Greenpeace Nordic’s Protect the Oceans Project Leader, Laura Meller, stated: “Governments should make decisions based on science and the preservation of healthy fish populations for all future generations.” Regional fisheries management organizations have supervised the unprecedented industrial plunder of the oceans.

“This flawed system has jeopardized our collective protection for the benefit of a few wealthy countries.” To ensure that protection and justice are at the core of ocean governance in the future, governments must ratify the Global Ocean Treaty and prioritize protecting biodiversity over extraction.

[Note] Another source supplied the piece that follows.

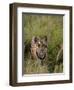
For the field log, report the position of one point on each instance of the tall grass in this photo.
(43, 25)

The research shows why RFMOs have not fulfilled their purpose to maintain marine biodiversity. We release it ahead of the international oceans conference “Immersed in Change” (June 7–8), which will explore solutions to ocean governance. The fundamental causes of this include the misuse of consensus decision-making, which allows individual nations to obstruct important initiatives; corporate influence, which results in significant conflicts of interest; and RFMOs’ persistent disregard for scientific advice.

Since the introduction of RFMOs 70 years ago, ocean health has consistently declined due to their inability to prevent overfishing, the extinction of fragile species, or the deterioration of fragile marine ecosystems. 

The paper also provides examples of the weaponization of the scientific method to question findings, which frequently results in decisions that encourage unrestricted overexploitation and obstruct environmental protection initiatives.

“Behind closed doors, corporate capture of RFMOs has left them counterproductive and helpless,” Laura Meller continued. The seas have entered a severe crisis during their watch, and the shattered status quo needs to alter before it’s too late. The Global Ocean Treaty offers hope. If ratified in 2025, it will allow us to save 30% of the seas by 2030, giving marine life a chance to recover from decades of RFMO mismanagement.

In order for the Global Ocean Treaty to become operative at the UN Ocean Conference in June 2025, Greenpeace is pleading with states to approve it immediately. Governments that support the idea must also move forward with the initial Marine Protected Area plans.